Çocukluğuma ve ilkokula başladığım günleri hatırlayarak yanıma oturan çocuğun gülümseyen çehresinde o günlerin parlak izlerini gördüm. Çocuğa Atatürk’ü sordum, bana içtenlikle tek kelime ifadesi içinde tek cümleyle cevap verdi; “O’nu çok seviyorum” dedi ve ilave etti: “İlkokul 2. sınıfa gidiyorum. Okulumu ve ülkemi çok seviyorum.”
İlkokul 2. sınıfa giden bir çocuktan bu cümleyi duymak beni çok sevindirdi. Ben de kendisine, “Atatürk öldüğü zaman ilkokul birinci sınıfa yeni başlamıştım” diyerek, 10 Kasım 1938 günü sınıfa gözü yaşlı giren rahmetli öğretmenim Nimet Ertem, elindeki mendil ile gözyaşlarını silerken tek cümleyle ifade etmişti. Ben çocuğun bu güzel Atatürk sevgisi ve davranışı karşısında daha fazla dayanamayarak, göğsümde yıllardır taşıdığım Atatürk rozetini ona taktığımda hemen ayağa kalkarak elimi öptü, babasına doğru koştu ve “Okullar açıldığı gün öğretmenime bu Atatürk’ü göstereceğim” dediğinde tekrar ona yanıma çağırıp bu Atatürk hatıramı kendisine ve babasına anlatmaya başladım. “Ben” dedim; “10 Kasım 1953 günü Atatürk’ün aziz tabutunu Etnografya Müzesinden alıp Anıtkabir’e taşıyan heyetin içinde görevliydim. Onun mumyalanmış yüzünü yakından gördüm ve Ankara Ana Tamir Fabrikasında görevli olduğum için orada yapılan top arabasına konma görevi için vazifelendirildim. 23 yaşındaydım, boynumda fotoğraf makinem olduğu halde Ata’yı tabuta koyup top arabasına yerleştirdik.

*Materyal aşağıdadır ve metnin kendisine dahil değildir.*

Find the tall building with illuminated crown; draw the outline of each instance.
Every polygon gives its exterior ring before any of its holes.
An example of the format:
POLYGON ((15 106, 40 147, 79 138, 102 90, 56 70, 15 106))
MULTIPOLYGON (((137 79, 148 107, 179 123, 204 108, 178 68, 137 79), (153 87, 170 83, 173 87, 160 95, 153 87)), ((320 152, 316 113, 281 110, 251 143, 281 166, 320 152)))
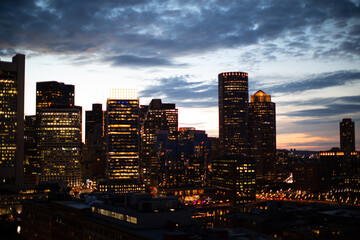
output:
POLYGON ((0 184, 23 183, 25 55, 0 61, 0 184))
POLYGON ((256 161, 257 179, 272 179, 276 160, 275 103, 261 90, 250 97, 249 152, 256 161))
POLYGON ((112 90, 106 103, 106 177, 139 177, 139 99, 135 89, 112 90))
POLYGON ((246 155, 248 74, 224 72, 219 78, 219 138, 224 153, 246 155))
POLYGON ((255 201, 255 161, 248 154, 248 74, 219 78, 219 139, 222 155, 212 161, 211 184, 232 204, 255 201))

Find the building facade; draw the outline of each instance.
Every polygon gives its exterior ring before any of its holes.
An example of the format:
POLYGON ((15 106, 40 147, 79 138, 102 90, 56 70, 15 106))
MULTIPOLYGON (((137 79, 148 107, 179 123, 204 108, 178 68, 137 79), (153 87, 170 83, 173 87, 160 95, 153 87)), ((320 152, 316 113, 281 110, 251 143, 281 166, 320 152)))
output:
POLYGON ((248 150, 248 74, 224 72, 219 79, 219 138, 228 155, 247 154, 248 150))
POLYGON ((23 183, 25 55, 0 61, 0 184, 23 183))
POLYGON ((38 145, 36 142, 36 115, 25 116, 24 130, 24 184, 38 184, 41 168, 38 145))
POLYGON ((43 108, 38 116, 41 181, 79 186, 82 108, 43 108))
POLYGON ((340 149, 344 152, 355 151, 355 123, 351 118, 340 122, 340 149))
POLYGON ((254 202, 255 161, 243 155, 224 156, 211 164, 211 185, 217 189, 219 198, 234 205, 254 202))
POLYGON ((83 177, 104 179, 106 167, 105 112, 102 104, 93 104, 85 112, 85 147, 83 151, 83 177))
POLYGON ((204 186, 211 158, 211 142, 205 131, 180 128, 178 139, 172 140, 168 131, 156 136, 156 156, 159 167, 155 172, 157 187, 204 186))
MULTIPOLYGON (((124 90, 125 91, 125 90, 124 90)), ((112 96, 106 104, 106 177, 139 178, 139 99, 135 91, 112 96)))
POLYGON ((140 123, 141 135, 141 177, 146 185, 156 185, 157 161, 155 143, 159 130, 167 130, 171 140, 176 139, 178 129, 178 109, 173 103, 162 103, 161 99, 151 100, 143 121, 140 123))
POLYGON ((275 103, 259 90, 249 103, 249 150, 256 161, 257 179, 275 178, 276 121, 275 103))
POLYGON ((56 81, 36 83, 36 114, 49 107, 73 107, 75 101, 74 85, 56 81))

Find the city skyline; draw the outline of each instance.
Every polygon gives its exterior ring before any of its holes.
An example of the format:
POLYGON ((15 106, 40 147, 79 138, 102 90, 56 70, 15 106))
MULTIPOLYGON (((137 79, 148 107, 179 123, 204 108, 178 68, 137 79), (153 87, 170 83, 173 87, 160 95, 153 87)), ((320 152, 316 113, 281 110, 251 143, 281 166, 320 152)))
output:
POLYGON ((75 85, 84 111, 105 106, 110 88, 137 88, 140 104, 175 103, 179 127, 218 136, 217 75, 243 71, 249 95, 276 103, 278 149, 339 147, 343 118, 359 149, 359 3, 11 1, 0 57, 26 54, 25 115, 36 82, 75 85))

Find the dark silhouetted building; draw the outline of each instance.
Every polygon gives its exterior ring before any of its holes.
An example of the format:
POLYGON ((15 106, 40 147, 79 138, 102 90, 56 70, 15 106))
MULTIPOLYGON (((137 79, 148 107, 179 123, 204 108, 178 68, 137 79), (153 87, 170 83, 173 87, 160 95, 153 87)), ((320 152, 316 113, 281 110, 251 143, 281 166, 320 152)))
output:
POLYGON ((275 178, 276 122, 275 103, 259 90, 249 103, 249 150, 256 161, 257 179, 275 178))
POLYGON ((40 180, 41 168, 36 142, 37 122, 36 116, 25 116, 24 130, 24 184, 38 184, 40 180))
POLYGON ((93 104, 92 110, 85 112, 83 178, 104 179, 105 167, 105 114, 102 104, 93 104))
POLYGON ((352 179, 357 178, 360 164, 357 152, 322 151, 320 161, 323 171, 326 171, 325 179, 330 189, 344 190, 351 187, 352 179))
POLYGON ((155 143, 159 130, 167 130, 170 140, 176 139, 178 129, 178 109, 173 103, 162 103, 161 99, 151 100, 140 122, 141 134, 141 176, 147 185, 156 185, 157 161, 155 143))
POLYGON ((355 151, 355 123, 351 118, 340 122, 340 149, 343 152, 355 151))
POLYGON ((161 130, 156 136, 158 187, 204 186, 210 162, 211 142, 205 131, 180 128, 178 139, 161 130))
POLYGON ((61 82, 36 83, 36 114, 49 107, 72 107, 75 101, 74 85, 61 82))
POLYGON ((158 240, 179 238, 191 211, 179 200, 150 194, 98 195, 74 200, 26 201, 21 235, 32 239, 158 240), (172 237, 172 235, 174 235, 172 237))
POLYGON ((224 72, 219 76, 219 138, 227 155, 247 154, 248 74, 224 72))
POLYGON ((0 61, 0 184, 23 183, 25 55, 0 61))
POLYGON ((106 177, 139 177, 139 99, 135 90, 121 89, 106 104, 106 177))

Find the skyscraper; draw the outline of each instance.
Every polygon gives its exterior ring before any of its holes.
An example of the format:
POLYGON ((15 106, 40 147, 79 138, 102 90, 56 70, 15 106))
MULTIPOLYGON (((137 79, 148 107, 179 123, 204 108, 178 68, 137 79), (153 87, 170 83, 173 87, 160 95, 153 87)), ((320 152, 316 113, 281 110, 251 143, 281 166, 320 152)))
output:
POLYGON ((233 204, 255 201, 255 160, 248 156, 248 74, 219 74, 222 156, 212 162, 211 184, 233 204))
POLYGON ((275 103, 261 90, 250 97, 249 150, 256 161, 257 179, 272 179, 276 160, 275 103))
POLYGON ((81 183, 81 107, 43 108, 39 116, 41 181, 81 183))
POLYGON ((25 55, 0 61, 0 184, 23 183, 25 55))
POLYGON ((139 99, 121 89, 106 103, 106 175, 109 180, 139 177, 139 99))
POLYGON ((81 183, 82 108, 74 106, 74 85, 36 83, 36 142, 41 181, 81 183))
POLYGON ((219 78, 219 138, 224 153, 247 153, 248 74, 224 72, 219 78))
POLYGON ((173 103, 162 103, 161 99, 151 100, 140 123, 141 134, 141 175, 147 185, 156 185, 156 172, 159 168, 155 143, 159 130, 167 130, 170 140, 176 139, 178 129, 178 109, 173 103))
POLYGON ((355 151, 355 123, 351 118, 340 122, 340 149, 343 152, 355 151))

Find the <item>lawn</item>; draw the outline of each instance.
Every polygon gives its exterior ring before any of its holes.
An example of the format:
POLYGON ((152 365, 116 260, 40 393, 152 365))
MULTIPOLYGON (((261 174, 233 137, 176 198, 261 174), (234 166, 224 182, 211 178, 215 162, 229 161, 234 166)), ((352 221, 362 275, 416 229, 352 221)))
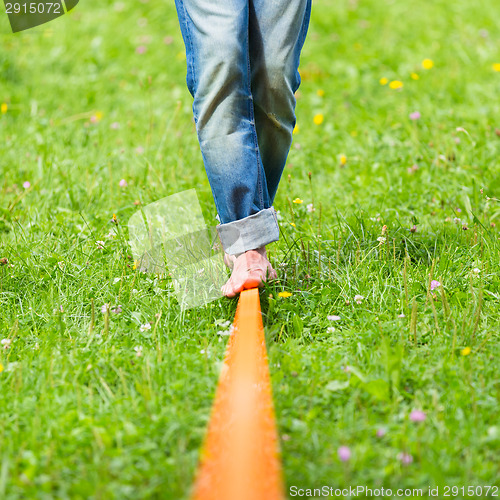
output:
MULTIPOLYGON (((500 485, 498 19, 314 1, 261 291, 290 495, 500 485)), ((127 244, 191 188, 217 223, 173 2, 0 32, 0 498, 187 499, 237 299, 127 244)))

Gençlik Parkı önünde bekleyen kortejde başta Celal Bayar, Adnan Menderes ve Refik Koraltan merhumlar olmak üzere yürüyüşe başladık. En önde bir yüzbaşı Atatürk’ün fotoğrafını taşıyor ve onun arkasında bu üçlü protokol ve onları resimleyen bir de ben vardım. Binlerce Ankaralı oradaydı. Kortej, bakanlar, üst makamlar, yetkili kişileri ve direklerde o günün çok değerli spikeri Jülide Gülizar vardı. Her direkte bir hoparlör ve ağlayan ve ağlatan Jülide Gülizar… Bütün Türkiye ağlıyordu. Radyolardan ağıt sesleri Anıtkabir’e doğru dalga dalga yayılıyordu. Bu manzara tam 3 saat sürdü. Biz 10 Kasım 1953 yılında Etnografya Müzesinden Anıtkabir’e 3 saatte gelmiştik ve bu gelişimiz sırasında makinemde birkaç kare vardı. O fotoğrafların karesinde 3 merhum liderin fotoğrafları uzun yıllar hafızamda Atatürk ifadesini dile getirmesine yetti ve ben bu anı daima ifade ederken hep hüzünlü bir gözyaşına sahne olur.”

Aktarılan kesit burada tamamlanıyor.